We can monitor fish species identity and assess quality as frequently as required by integrating QAT technology at the IoT layer in the proposed BC-based FSC framework (Figure 2). The QAT technology’s innovativeness is three-fold: 1) hardware design and manufacturing have allowed for the manufacturing of a miniaturized prototype that fits in the hand of an unskilled worker and is equipped with custom-designed illumination, 2) it employs fusion AI to integrate three spectroscopy modes, combining them to outperform each one individually [34], and 3) we have developed a novel AI architecture that transcends the challenge of achieving high classification accuracy comparable to lab testing, particularly when dealing with numerous data classes. This architecture involves training specialized classification models for groups of similar fish. These models are subsequently invoked as needed by the global model, resulting in a significant enhancement in classification performance.
This technology can revolutionize the FSC, allowing stakeholders to use a hand-held device that can be instantly connected to an IoT-enabled BC network for non-destructive species detection and freshness assessment.
The QAT device’s ML methodology is depicted in Figure 3. Linear and quadratic discriminant analysis, Decision Trees (DT), Random Forests (RF), Naive Bayes (NB), SVM, Logistic Regression (LR), and stacking ensemble ML classification algorithms have been used to train and test the data [35].
The collected data was initially checked visually for quality, such as noise, saturation, and consistency. The spectra were normalized using techniques such as area-under-the-curve and min-max to finally select the best-performing normalization method. Data augmentation techniques were used to generate a larger dataset by adding random noise arrays to the spectra and shifting the original spectra vertically in both directions. All spectra were interpolated to integer values of wavelengths in nanometers so that the trained models are usable even if the wavelength values of future device versions change.
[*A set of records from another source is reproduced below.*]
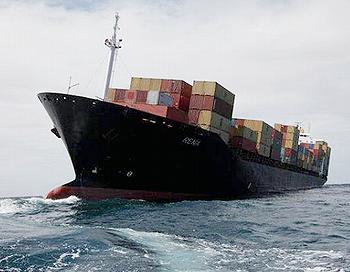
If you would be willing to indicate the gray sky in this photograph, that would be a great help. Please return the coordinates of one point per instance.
(286, 61)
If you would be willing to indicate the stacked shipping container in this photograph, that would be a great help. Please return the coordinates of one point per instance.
(263, 132)
(211, 107)
(163, 97)
(242, 137)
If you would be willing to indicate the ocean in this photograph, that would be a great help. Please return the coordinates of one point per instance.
(300, 231)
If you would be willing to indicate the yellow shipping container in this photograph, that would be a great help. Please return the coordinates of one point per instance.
(263, 150)
(223, 134)
(289, 144)
(244, 132)
(264, 139)
(155, 84)
(135, 83)
(144, 84)
(110, 95)
(212, 88)
(292, 129)
(215, 120)
(258, 125)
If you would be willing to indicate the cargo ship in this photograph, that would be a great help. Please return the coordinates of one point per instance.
(167, 140)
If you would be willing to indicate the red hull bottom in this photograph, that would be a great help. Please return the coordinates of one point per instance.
(91, 193)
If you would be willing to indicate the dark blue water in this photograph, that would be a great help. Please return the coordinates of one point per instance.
(303, 231)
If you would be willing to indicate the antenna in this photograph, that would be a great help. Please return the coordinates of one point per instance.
(298, 124)
(70, 86)
(114, 45)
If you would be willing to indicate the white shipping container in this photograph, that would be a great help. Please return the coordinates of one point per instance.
(152, 97)
(165, 100)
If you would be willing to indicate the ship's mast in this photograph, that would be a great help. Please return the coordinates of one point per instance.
(114, 45)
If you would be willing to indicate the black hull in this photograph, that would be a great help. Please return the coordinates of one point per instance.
(121, 152)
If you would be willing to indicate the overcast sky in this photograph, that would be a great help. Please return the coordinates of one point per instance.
(286, 61)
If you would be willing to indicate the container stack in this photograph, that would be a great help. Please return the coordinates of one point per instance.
(290, 139)
(321, 153)
(305, 155)
(178, 90)
(242, 137)
(263, 132)
(163, 97)
(211, 107)
(276, 147)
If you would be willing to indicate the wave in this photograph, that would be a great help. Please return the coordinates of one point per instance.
(176, 253)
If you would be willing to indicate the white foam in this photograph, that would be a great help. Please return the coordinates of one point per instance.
(20, 205)
(64, 259)
(69, 200)
(10, 206)
(176, 253)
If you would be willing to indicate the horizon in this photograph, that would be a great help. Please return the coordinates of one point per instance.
(285, 61)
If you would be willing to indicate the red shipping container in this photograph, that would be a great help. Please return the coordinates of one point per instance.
(288, 152)
(196, 102)
(275, 155)
(120, 94)
(193, 116)
(238, 122)
(243, 143)
(180, 102)
(221, 107)
(176, 86)
(141, 96)
(130, 96)
(211, 103)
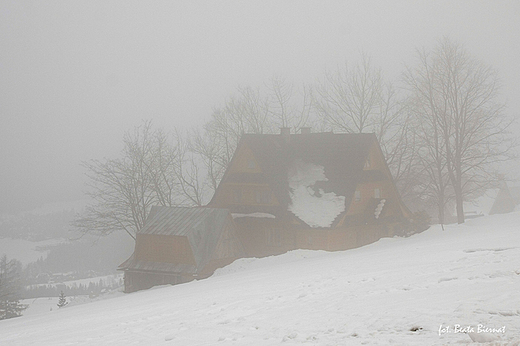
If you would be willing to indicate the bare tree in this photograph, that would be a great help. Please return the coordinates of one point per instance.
(463, 128)
(356, 100)
(154, 169)
(349, 98)
(10, 288)
(248, 111)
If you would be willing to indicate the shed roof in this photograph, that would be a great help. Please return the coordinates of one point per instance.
(202, 226)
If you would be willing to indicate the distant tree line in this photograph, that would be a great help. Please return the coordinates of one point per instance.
(93, 288)
(10, 288)
(441, 126)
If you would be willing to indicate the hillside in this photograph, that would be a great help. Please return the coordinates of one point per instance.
(401, 291)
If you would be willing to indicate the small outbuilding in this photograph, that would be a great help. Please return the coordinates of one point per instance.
(178, 245)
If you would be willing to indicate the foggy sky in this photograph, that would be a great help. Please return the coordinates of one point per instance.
(75, 75)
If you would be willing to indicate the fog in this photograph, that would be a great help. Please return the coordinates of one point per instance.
(74, 76)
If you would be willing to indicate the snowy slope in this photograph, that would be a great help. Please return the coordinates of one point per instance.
(375, 295)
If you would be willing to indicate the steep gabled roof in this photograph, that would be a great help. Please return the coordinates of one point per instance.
(342, 157)
(202, 226)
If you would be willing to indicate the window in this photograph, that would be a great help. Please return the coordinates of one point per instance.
(367, 163)
(263, 196)
(274, 237)
(237, 195)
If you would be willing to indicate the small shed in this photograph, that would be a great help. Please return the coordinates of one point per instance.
(178, 245)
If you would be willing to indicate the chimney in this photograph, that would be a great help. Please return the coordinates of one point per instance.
(305, 130)
(285, 132)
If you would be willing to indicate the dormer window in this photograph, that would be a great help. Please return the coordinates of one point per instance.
(367, 163)
(237, 195)
(357, 196)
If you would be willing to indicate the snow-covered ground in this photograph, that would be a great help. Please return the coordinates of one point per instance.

Analysis techniques, including PCA and PLS, were used to reduce dimensionality in other cases. Feature/spectra from the modes were concatenated to fuse spectroscopy modes.
We evaluated the improvement in accuracy by: 1) fusing the three modes of spectroscopy: fluor, VNIR, and SWIR), 2) using each mode (fluor, VNIR, and SWIR) individually, and 3) pairing two modes (fluor-VNIR, fluor-SWIR, and VNIR-SWIR). The results revealed that the fluor mode is more effective in species identification while SWIR performs better for freshness assessment. The expected results represent the predicted species identity and freshness grade in addition to its respective level of confidence.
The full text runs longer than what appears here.